Now we can estimate that surface radius of this object is way below 10¹⁰ km (we reduced 1.5×10¹¹ km radius 15 times to increase its average density 15³=3,375 times from 0.014 kg/m³ to 47 kg/m³ — which is still gas, because it is yet below 70 kg/m³ density of liquid Hydrogen).
Answer to the question “Is 100-billion-M☉ giant walkable?” is “No”, not because of 82 m/sec² gravity (astronauts are trained to survive 10×g = 10×9.8 m/sec² > 82 m/sec² acceleration for a short time), but because its surface is liquid hydrogen (like it is on the Sun or gas giants/planets in our Solar system). And as we have mentioned, estimations for the observed top supermassive masses as in 30–100 billion M☉ range might be off because astronomers used a wrong formula. Most likely the actual sizes are smaller. Let’s run numbers for 10–30 billion-M☉:
M = 10¹⁰×M☉; Max g(R) = 8.2×10¹²/10¹⁰ m/sec² = 820 m/sec²; R = 1.5×10¹⁰ km;
density 10¹⁰×M☉ / (4/3 π R³) = 10¹⁰×2×10³⁰ kg×0.75 / 3.14 / (1.5×10¹³m)³ = 1.4 kg/m³.

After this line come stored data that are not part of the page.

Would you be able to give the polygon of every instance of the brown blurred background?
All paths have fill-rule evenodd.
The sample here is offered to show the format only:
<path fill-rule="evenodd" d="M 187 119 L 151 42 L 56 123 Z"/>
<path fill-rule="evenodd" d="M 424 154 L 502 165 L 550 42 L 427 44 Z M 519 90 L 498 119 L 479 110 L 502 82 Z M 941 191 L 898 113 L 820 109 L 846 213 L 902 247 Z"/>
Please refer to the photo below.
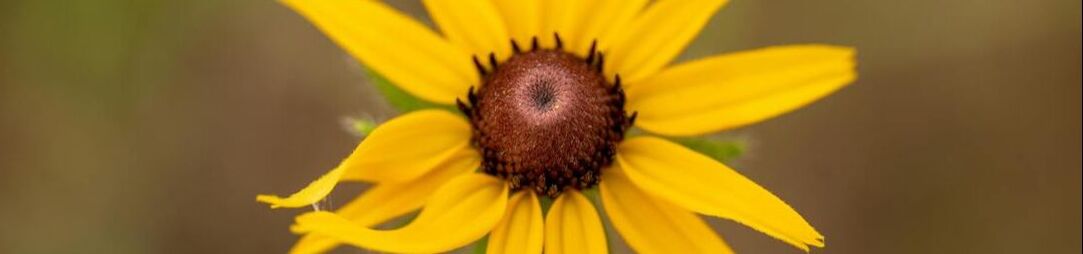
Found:
<path fill-rule="evenodd" d="M 1079 253 L 1080 8 L 735 0 L 682 59 L 859 49 L 856 84 L 731 134 L 827 236 L 815 253 Z M 344 117 L 393 116 L 273 1 L 9 0 L 0 43 L 0 253 L 284 252 L 299 211 L 254 195 L 335 165 Z M 712 223 L 739 252 L 799 252 Z"/>

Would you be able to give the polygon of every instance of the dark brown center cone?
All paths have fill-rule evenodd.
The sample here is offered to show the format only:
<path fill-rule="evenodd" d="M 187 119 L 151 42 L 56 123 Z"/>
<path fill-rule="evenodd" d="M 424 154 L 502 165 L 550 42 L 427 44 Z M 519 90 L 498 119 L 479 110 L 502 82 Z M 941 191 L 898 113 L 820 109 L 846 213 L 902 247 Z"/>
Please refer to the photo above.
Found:
<path fill-rule="evenodd" d="M 479 67 L 484 84 L 460 109 L 484 172 L 551 197 L 598 183 L 634 116 L 625 115 L 619 77 L 610 84 L 601 60 L 588 59 L 535 49 L 493 70 Z"/>

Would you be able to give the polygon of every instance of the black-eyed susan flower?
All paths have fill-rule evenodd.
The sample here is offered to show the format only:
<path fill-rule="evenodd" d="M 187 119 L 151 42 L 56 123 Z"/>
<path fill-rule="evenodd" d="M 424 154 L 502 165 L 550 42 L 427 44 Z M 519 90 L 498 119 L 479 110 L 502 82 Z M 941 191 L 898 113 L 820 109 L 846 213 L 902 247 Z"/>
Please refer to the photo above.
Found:
<path fill-rule="evenodd" d="M 489 235 L 494 253 L 606 253 L 598 200 L 646 253 L 727 253 L 699 216 L 797 248 L 823 236 L 733 169 L 675 144 L 755 123 L 855 78 L 854 51 L 770 47 L 668 66 L 724 0 L 425 1 L 440 34 L 368 0 L 285 0 L 369 68 L 424 100 L 376 127 L 340 165 L 272 207 L 304 207 L 339 182 L 374 186 L 291 227 L 293 252 L 345 243 L 443 252 Z M 626 138 L 630 128 L 643 135 Z M 543 214 L 541 199 L 553 199 Z M 405 226 L 376 225 L 420 209 Z"/>

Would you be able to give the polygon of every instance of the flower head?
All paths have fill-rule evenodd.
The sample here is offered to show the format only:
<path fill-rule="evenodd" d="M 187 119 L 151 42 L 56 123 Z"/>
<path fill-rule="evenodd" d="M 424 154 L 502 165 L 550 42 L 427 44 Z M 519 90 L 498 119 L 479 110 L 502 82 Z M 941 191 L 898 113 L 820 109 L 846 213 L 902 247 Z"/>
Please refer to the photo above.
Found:
<path fill-rule="evenodd" d="M 306 188 L 257 197 L 304 207 L 339 182 L 374 183 L 335 212 L 298 216 L 291 230 L 305 236 L 293 252 L 443 252 L 488 234 L 495 253 L 605 253 L 598 201 L 640 252 L 731 252 L 697 214 L 823 246 L 781 199 L 666 137 L 826 96 L 854 80 L 852 49 L 771 47 L 668 66 L 722 0 L 425 1 L 442 35 L 377 1 L 285 3 L 401 89 L 460 111 L 399 116 Z M 647 134 L 626 138 L 633 127 Z M 592 202 L 584 191 L 595 187 Z M 418 209 L 401 228 L 375 229 Z"/>

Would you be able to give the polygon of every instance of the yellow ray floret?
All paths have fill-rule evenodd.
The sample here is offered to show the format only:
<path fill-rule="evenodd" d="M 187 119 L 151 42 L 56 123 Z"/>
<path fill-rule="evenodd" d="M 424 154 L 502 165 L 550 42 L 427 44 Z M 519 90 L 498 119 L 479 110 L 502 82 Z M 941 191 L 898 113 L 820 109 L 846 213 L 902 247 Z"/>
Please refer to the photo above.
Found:
<path fill-rule="evenodd" d="M 545 252 L 609 252 L 598 211 L 579 191 L 565 191 L 549 208 L 545 216 Z"/>
<path fill-rule="evenodd" d="M 856 78 L 854 50 L 828 45 L 769 47 L 666 69 L 626 88 L 636 125 L 693 136 L 736 128 L 816 101 Z"/>
<path fill-rule="evenodd" d="M 541 253 L 545 225 L 541 203 L 533 191 L 520 191 L 508 200 L 504 219 L 489 234 L 488 253 Z"/>
<path fill-rule="evenodd" d="M 632 84 L 669 64 L 707 25 L 725 0 L 658 1 L 614 36 L 607 74 Z M 610 42 L 607 42 L 610 43 Z"/>
<path fill-rule="evenodd" d="M 609 221 L 640 253 L 733 253 L 699 216 L 640 190 L 620 169 L 606 171 L 598 189 Z"/>
<path fill-rule="evenodd" d="M 688 148 L 638 137 L 621 144 L 617 161 L 615 169 L 640 189 L 684 209 L 734 220 L 805 251 L 824 245 L 823 236 L 774 194 Z"/>
<path fill-rule="evenodd" d="M 283 0 L 406 92 L 451 105 L 479 77 L 470 51 L 379 1 Z"/>
<path fill-rule="evenodd" d="M 260 195 L 271 207 L 301 207 L 323 199 L 339 181 L 406 182 L 468 148 L 470 124 L 444 110 L 420 110 L 372 131 L 338 167 L 286 198 Z"/>
<path fill-rule="evenodd" d="M 508 187 L 485 174 L 459 176 L 436 191 L 410 224 L 377 230 L 330 212 L 297 217 L 296 233 L 315 233 L 381 252 L 436 253 L 485 236 L 504 216 Z"/>
<path fill-rule="evenodd" d="M 480 164 L 481 158 L 476 151 L 473 149 L 463 151 L 433 169 L 432 172 L 412 181 L 376 184 L 360 197 L 336 210 L 335 214 L 357 225 L 375 227 L 420 209 L 437 188 L 456 176 L 473 172 Z M 335 238 L 324 235 L 306 234 L 293 245 L 290 253 L 323 253 L 340 243 Z"/>

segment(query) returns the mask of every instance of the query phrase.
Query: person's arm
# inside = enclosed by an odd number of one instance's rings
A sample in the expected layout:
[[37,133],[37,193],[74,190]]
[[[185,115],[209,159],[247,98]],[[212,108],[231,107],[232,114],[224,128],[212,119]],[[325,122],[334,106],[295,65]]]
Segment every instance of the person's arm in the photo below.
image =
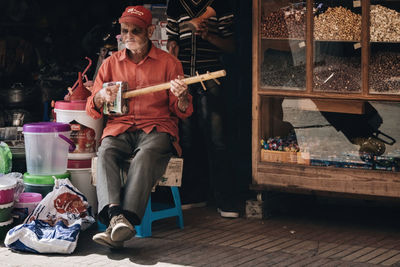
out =
[[178,98],[178,109],[185,113],[189,106],[188,86],[182,81],[183,76],[171,80],[171,92]]
[[233,19],[234,15],[231,6],[225,1],[215,0],[207,8],[205,14],[217,17],[218,33],[208,30],[207,20],[203,20],[196,32],[201,38],[215,45],[223,52],[233,53],[235,51],[235,42],[233,38]]
[[224,52],[233,53],[235,51],[233,36],[222,38],[216,34],[209,33],[208,26],[205,22],[200,24],[197,34],[200,35],[202,39],[210,42]]
[[86,101],[86,113],[94,119],[101,118],[104,103],[114,102],[117,96],[118,86],[103,88],[103,83],[110,80],[110,77],[108,77],[108,63],[109,60],[105,60],[100,66],[93,84],[92,94]]
[[169,90],[169,109],[178,118],[185,119],[192,115],[192,96],[188,92],[188,86],[181,79],[183,78],[182,64],[175,59],[168,64],[168,75],[171,80]]
[[179,45],[178,42],[170,39],[167,42],[167,49],[168,49],[168,53],[170,53],[171,55],[173,55],[174,57],[178,57],[179,54]]
[[177,8],[178,2],[176,0],[170,0],[168,1],[168,6],[167,6],[167,36],[168,36],[168,42],[167,42],[167,50],[168,52],[175,56],[176,58],[178,57],[179,53],[179,23],[178,23],[178,17],[179,17],[179,9]]

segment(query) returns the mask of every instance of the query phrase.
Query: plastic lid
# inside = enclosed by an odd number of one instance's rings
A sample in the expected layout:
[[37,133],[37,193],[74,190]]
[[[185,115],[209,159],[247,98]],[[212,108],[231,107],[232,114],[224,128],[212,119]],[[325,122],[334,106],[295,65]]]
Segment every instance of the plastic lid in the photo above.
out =
[[7,176],[0,176],[0,190],[8,190],[17,186],[17,180]]
[[24,124],[24,133],[53,133],[71,131],[71,126],[60,122],[34,122]]
[[0,209],[8,209],[8,208],[11,208],[12,206],[14,206],[14,201],[0,205]]
[[71,100],[71,101],[57,101],[54,105],[55,109],[65,109],[65,110],[85,110],[86,100]]
[[39,202],[42,200],[42,194],[39,193],[31,193],[31,192],[24,192],[19,194],[19,203],[32,203],[32,202]]
[[85,160],[69,159],[67,165],[68,169],[88,169],[91,167],[92,167],[91,159],[85,159]]
[[6,222],[0,222],[0,227],[2,227],[2,226],[7,226],[7,225],[9,225],[9,224],[12,224],[13,221],[14,221],[14,219],[11,217],[11,219],[8,220],[8,221],[6,221]]
[[24,173],[24,183],[52,185],[54,184],[53,176],[55,176],[57,179],[65,179],[69,178],[70,174],[69,172],[66,172],[63,174],[54,174],[54,175],[34,175],[26,172]]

M = 3×10¹⁰×M☉; Max g(R) = 8.2×10¹²/3/10¹⁰ m/sec² = 273 m/sec²; R = 4.5×10¹⁰ km;
density 3×10¹⁰×M☉ / (4/3 π R³) = 3×10¹⁰×2×10³⁰ kg×0.75 / 3.14 / (4.5×10¹³m)³ = 0.16 kg/m³.
30-billion-M☉ has the same 273 m/sec² gravity as our Sun has!
Coming back to M☉-trillionaires unsustainability: with their next-to-nothing gravity and with next-to-nothing density, it becomes clear why M☉-trillionaires exist only as galaxies (sparse collection of stars instead of a single sparse M☉-trillionaire globe). Our neighbor Andromeda galaxy has trillion stars, and there are two known galaxies with a hundred trillion stars or more.